The testing area is set up in a parking lot along the college’s ring road.
Standing in the drizzle behind a row of barricades, Patrick Kane, senior vice president for marketing communications at Cape Cod Healthcare, explained the process.
"When you arrive on site," Kane said, "you'll be greeted by a security officer, a policeman, and a person in a hazmat suit."
Once the appointment is verified, the patient's car will move into a line and approach a completely enclosed yellow tent where nurses are waiting in hazmat gear. A nasal swab will be administered to patients as they sit in their cars.
"If you don't have a doctor's order and a scheduled appointment, you will be turned away," Kane stressed. "No exceptions."
Samples are frozen and sent by courier to a state or private lab. No actual tests are done on site.

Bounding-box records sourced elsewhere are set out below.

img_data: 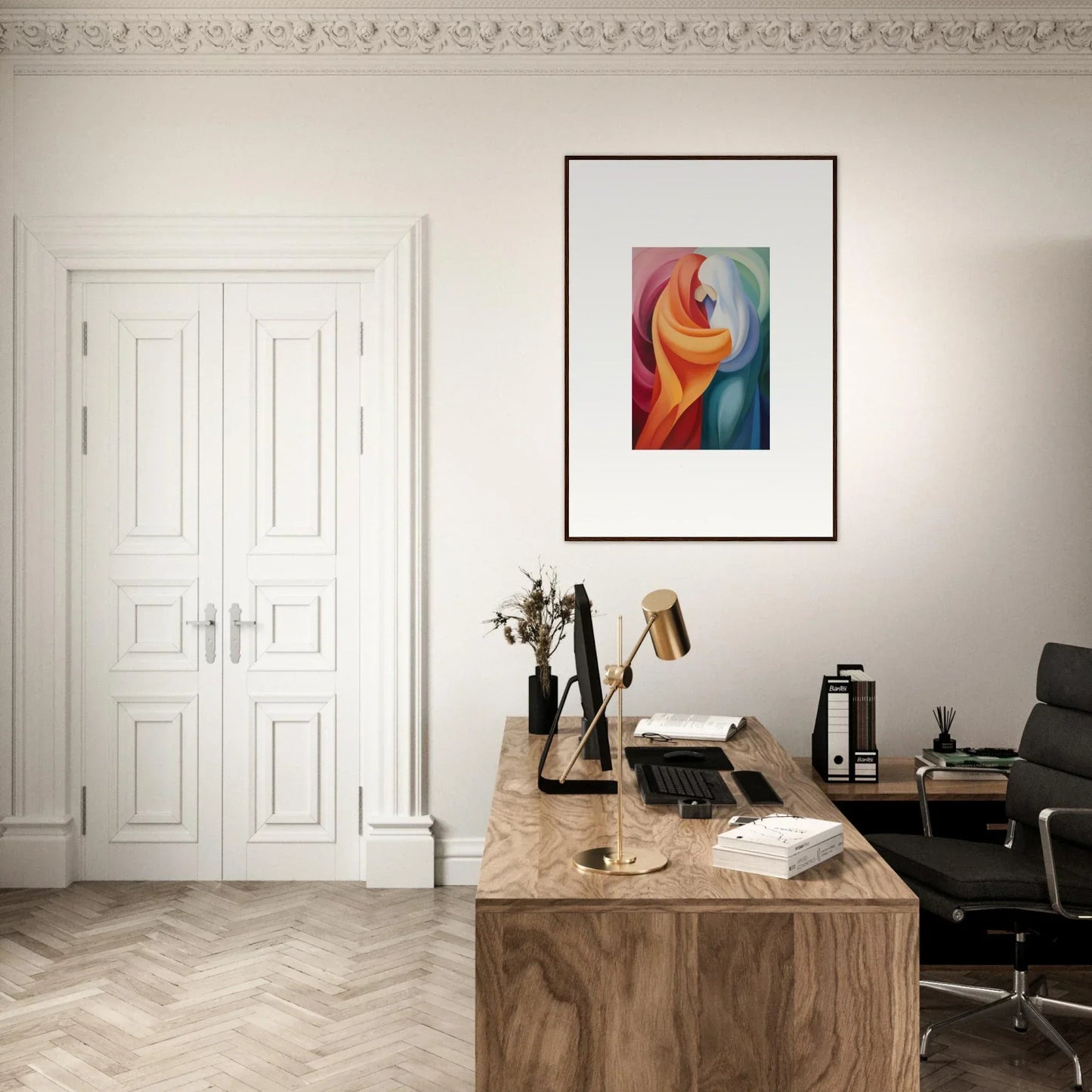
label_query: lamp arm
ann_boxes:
[557,615,657,784]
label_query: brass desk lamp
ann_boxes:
[559,589,690,876]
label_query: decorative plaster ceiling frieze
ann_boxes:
[0,9,1092,71]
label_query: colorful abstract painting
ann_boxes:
[633,247,770,451]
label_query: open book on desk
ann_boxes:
[633,713,747,744]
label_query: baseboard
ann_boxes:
[436,837,485,886]
[0,815,76,888]
[365,815,436,888]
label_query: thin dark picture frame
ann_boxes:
[564,155,837,543]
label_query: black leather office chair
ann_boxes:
[871,645,1092,1089]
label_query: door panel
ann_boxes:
[224,284,360,879]
[83,284,223,879]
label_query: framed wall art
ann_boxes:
[565,156,837,540]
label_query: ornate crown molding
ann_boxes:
[0,9,1092,71]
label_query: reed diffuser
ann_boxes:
[933,705,957,754]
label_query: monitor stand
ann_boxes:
[538,675,618,796]
[580,716,611,770]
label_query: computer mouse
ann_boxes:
[664,749,705,763]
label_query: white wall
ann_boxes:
[15,76,1092,869]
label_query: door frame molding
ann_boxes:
[0,216,435,886]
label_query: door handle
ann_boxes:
[227,603,258,664]
[186,603,216,664]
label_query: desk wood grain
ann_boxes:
[477,717,917,913]
[476,719,917,1092]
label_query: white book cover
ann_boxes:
[633,713,743,743]
[713,834,843,880]
[716,815,842,857]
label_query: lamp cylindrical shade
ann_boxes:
[641,587,690,660]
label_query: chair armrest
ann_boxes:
[914,766,1010,837]
[1038,808,1092,920]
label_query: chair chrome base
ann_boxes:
[920,952,1092,1089]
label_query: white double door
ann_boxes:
[76,280,369,879]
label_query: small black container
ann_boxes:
[527,672,557,736]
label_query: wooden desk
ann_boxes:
[796,758,1008,804]
[475,717,918,1092]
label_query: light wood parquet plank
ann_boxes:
[0,883,474,1092]
[0,883,1092,1092]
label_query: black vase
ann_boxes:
[527,672,557,736]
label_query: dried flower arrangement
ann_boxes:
[484,562,576,695]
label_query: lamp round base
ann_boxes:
[572,845,667,876]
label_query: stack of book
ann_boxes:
[713,815,842,880]
[914,748,1016,781]
[633,713,744,744]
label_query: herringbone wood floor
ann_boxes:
[0,883,474,1092]
[0,883,1092,1092]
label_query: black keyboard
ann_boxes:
[636,763,736,804]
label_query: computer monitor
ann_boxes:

Patients receive four pages of instructions on self-quarantine.
The site's operation is a collaboration between Cape Cod Healthcare and Barnstable County.
Sean O'Brien, of the Barnstable County Department of Health and Environment, said staff are well trained in this system already.
"This concept is nothing new," O'Brien said. "These are things that we've done during flu clinics back in 2009 and 2010. Many of the towns here in Barnstable County are experienced at doing this. It just works out very well because it minimizes contact."
Testing is available to anyone on Cape Cod and the Islands with a doctor’s order. There is no cost.
People experiencing serious symptoms who do not have a primary care provider, may visit the triage tents located outside of Cape Cod Hospital and Falmouth Hospital for screening.